España pertenece a la cultura mediterránea, lo que quiere decir que aparece un gobernante que intenta tranquilizar a la ciudadanía, asegurándole que el suministro de aceite de oliva está garantizado y, al minuto siguiente, la ciudadanía en forma de individuos con nombres y apellidos se dirige como si cumpliera una orden a los supermercados y deja las estanterías vacías. Somos hijos culturales de los griegos, y los padres de la filosofía desconfiaban de la capacidad cognescente del ser humano. Sobre ese fundado recelo se asientan todos los demás, reforzados con la experiencia.
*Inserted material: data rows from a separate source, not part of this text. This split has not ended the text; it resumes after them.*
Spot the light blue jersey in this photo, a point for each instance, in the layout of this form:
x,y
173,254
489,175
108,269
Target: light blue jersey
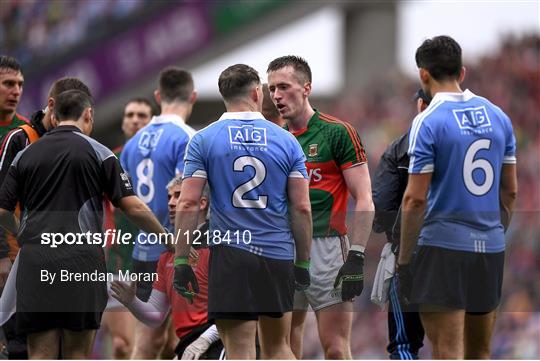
x,y
464,140
152,158
247,161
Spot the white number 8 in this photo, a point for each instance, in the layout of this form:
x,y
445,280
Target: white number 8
x,y
145,179
470,164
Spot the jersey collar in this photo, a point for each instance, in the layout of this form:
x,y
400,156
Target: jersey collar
x,y
241,116
167,118
454,97
311,121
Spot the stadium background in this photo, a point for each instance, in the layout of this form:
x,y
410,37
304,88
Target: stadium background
x,y
360,75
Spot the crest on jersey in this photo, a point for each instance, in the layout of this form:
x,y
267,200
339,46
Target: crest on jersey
x,y
472,118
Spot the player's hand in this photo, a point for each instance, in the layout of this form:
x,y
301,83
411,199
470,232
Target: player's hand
x,y
5,267
404,279
195,349
183,277
351,276
124,292
301,275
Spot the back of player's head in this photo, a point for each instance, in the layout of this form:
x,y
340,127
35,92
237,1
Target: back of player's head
x,y
236,81
175,85
65,84
300,66
441,57
142,100
9,63
71,104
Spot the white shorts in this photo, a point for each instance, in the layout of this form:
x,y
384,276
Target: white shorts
x,y
328,254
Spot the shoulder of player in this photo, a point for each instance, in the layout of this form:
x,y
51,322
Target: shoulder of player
x,y
101,151
15,139
330,122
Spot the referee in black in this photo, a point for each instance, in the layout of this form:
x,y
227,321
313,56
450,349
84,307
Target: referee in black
x,y
60,181
405,330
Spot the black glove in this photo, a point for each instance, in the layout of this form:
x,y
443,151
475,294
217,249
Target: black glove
x,y
183,276
351,276
301,275
404,278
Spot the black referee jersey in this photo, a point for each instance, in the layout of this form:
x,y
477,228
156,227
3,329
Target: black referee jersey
x,y
60,181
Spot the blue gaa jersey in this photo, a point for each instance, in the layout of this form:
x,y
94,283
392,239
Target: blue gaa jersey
x,y
247,161
152,158
464,140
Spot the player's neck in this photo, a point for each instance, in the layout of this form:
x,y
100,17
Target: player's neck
x,y
241,107
300,122
181,109
6,117
446,87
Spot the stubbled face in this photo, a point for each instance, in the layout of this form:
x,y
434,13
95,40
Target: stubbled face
x,y
173,194
136,116
287,92
11,87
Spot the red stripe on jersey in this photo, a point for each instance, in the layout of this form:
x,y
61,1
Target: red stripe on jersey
x,y
353,135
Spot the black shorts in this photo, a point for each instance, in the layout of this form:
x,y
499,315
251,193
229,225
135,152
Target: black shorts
x,y
457,279
67,301
244,286
144,288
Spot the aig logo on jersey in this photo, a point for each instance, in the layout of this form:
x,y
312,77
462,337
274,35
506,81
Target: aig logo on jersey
x,y
472,119
247,135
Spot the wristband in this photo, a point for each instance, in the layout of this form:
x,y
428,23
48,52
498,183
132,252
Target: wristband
x,y
180,260
302,264
357,247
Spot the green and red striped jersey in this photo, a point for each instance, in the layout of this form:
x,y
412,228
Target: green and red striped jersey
x,y
330,146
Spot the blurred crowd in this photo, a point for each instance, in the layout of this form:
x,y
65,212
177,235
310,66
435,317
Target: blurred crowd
x,y
384,110
381,112
36,29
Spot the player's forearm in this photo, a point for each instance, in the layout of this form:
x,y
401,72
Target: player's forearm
x,y
362,221
412,219
187,216
139,213
302,230
8,221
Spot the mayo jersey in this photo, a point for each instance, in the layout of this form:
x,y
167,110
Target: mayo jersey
x,y
331,146
464,140
152,158
247,161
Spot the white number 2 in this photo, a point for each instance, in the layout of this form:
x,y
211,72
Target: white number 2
x,y
260,174
470,164
145,178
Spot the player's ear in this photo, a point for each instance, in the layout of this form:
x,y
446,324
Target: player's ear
x,y
193,97
462,74
424,76
203,203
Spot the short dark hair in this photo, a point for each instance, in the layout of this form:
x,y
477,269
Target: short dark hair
x,y
71,104
8,62
236,81
300,66
175,85
65,84
441,57
142,100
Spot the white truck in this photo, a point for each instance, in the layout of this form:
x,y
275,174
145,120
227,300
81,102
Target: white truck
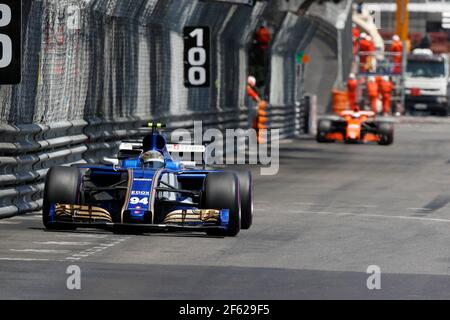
x,y
427,83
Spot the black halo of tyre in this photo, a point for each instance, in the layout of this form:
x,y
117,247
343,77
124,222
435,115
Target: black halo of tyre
x,y
386,133
323,128
246,195
221,191
62,186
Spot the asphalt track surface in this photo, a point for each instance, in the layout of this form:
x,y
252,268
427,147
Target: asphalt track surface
x,y
331,212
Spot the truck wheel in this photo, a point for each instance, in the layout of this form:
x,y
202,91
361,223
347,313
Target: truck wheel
x,y
323,128
386,133
221,191
61,186
246,195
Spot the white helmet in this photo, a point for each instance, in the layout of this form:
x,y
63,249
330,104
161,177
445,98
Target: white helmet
x,y
251,81
152,159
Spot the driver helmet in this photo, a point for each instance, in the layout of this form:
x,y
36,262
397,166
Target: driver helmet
x,y
152,159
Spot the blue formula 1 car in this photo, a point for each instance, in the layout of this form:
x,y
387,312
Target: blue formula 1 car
x,y
145,188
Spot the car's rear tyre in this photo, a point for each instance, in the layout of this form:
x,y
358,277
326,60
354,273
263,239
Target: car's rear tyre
x,y
246,195
62,186
386,133
221,191
323,128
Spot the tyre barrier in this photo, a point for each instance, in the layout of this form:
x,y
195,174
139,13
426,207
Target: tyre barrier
x,y
27,152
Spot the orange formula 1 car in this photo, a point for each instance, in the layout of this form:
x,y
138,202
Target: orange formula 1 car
x,y
354,127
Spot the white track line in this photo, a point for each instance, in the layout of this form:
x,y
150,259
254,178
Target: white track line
x,y
81,235
10,222
40,251
366,215
64,243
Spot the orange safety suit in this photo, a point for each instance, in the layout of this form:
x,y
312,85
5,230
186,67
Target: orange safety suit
x,y
352,87
386,91
397,58
251,92
372,91
356,33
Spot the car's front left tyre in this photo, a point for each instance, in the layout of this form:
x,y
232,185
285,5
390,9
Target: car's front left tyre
x,y
62,186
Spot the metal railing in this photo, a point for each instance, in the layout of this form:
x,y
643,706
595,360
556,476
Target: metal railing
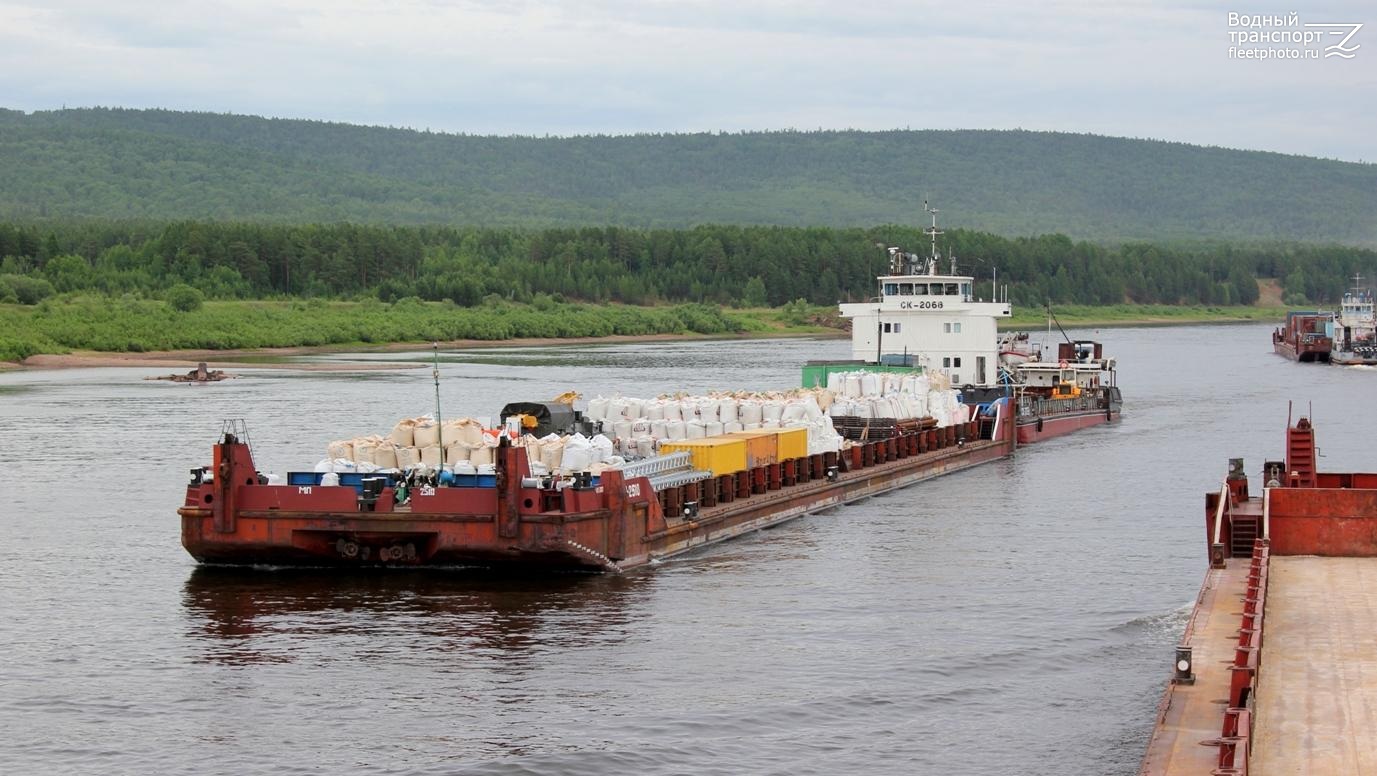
x,y
657,465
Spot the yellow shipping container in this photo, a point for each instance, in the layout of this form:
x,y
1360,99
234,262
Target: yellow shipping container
x,y
718,454
793,443
788,442
762,446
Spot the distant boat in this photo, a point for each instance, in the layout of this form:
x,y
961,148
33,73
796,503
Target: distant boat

Hace algunos años surgió el asunto de las llamadas vacas locas, o sea, la encefalopatía espongiforme bovina, y las autoridades del ramo se apresuraron a subrayar que no existía ningún peligro. ¡Qué error! Estuvieron a punto de arruinarse las industrias cárnicas, porque de la misma manera que recelamos de lo que nos dicen los gobernantes, nos entusiasmamos con los peligros colectivos. Creo que hubo un fallecimiento o dos, a causa de la encefalopatía, o sea, menos de las muertes producidas por la caída de un rayo --¡y mira que es difícil morirse partido por un rayo!-- pero los medios de comunicación dedicamos grandes espacios, suntuosos reportajes y vivísimos debates sobre algo que era mucho menos peligroso que cruzar una carretera.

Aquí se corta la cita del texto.